Reading time: Just over 1 minute
This is my weekly installment of “writing about writing,” in which I scan the world to find websites, books and articles to help other writers. Today I discuss a blog post about the real secret to writing….
Kate Angus is a founding editor of Augury Books. Her poetry and nonfiction have appeared in The Atlantic, Tin House, The Washington Post, Poetry Daily, Verse Daily, Best New Poets 2010 and Best New Poets 2014.
In short, Kate Angus is awash in writerly bona fides. This is perhaps why I found her essay in the blog Literary Hub to be so deeply persuasive.

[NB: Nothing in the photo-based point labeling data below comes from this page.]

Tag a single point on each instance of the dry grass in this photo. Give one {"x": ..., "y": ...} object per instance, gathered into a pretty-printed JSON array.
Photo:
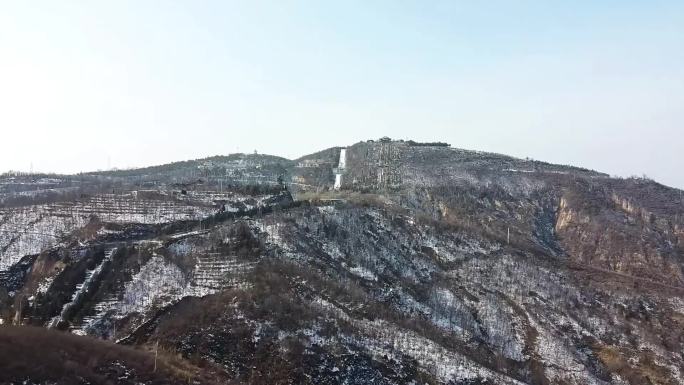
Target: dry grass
[{"x": 41, "y": 355}]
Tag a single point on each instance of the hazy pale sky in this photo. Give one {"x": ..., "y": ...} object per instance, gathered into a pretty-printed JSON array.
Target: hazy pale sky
[{"x": 598, "y": 84}]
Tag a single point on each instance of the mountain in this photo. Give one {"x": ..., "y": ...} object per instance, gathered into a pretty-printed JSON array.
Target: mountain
[{"x": 389, "y": 262}]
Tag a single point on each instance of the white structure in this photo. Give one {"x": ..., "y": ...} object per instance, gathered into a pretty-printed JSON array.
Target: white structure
[{"x": 341, "y": 167}]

Writing under the headline “Maybe the Secret to Writing is Not Writing?” Angus argues for the value of fallow periods — times when you don’t expect yourself to write any words.
She acknowledges the challenge of such acceptance…
When I stood in front of my students at my lecture podium, I felt like a fraud. Who was I to comment on their tender new drafts when I wasn’t writing? How could I pretend to be an authority on a subject I no longer intuitively understood, a process I wasn’t even participating in? I used to be a writer, but now I was blocked: a failure.
But she also describes the benefit of it:
In the past year, I have reframed my concept of writer’s block so it is no longer a binary dialectic of either/or, where either I am writing or I am blocked, exiled from my creative practice…. Even when I’m not writing in the denotative sense of inscribing words on the page, I’m still writing in a larger sense, as I am doing the necessary work of building up a storehouse of experiences, images, and ideas I will articulate later.
Read her essay! It is both superb and inspiring. My thanks to friend Soken for sharing it with me.
An earlier version of this post first appeared on my blog on Oct. 14/19.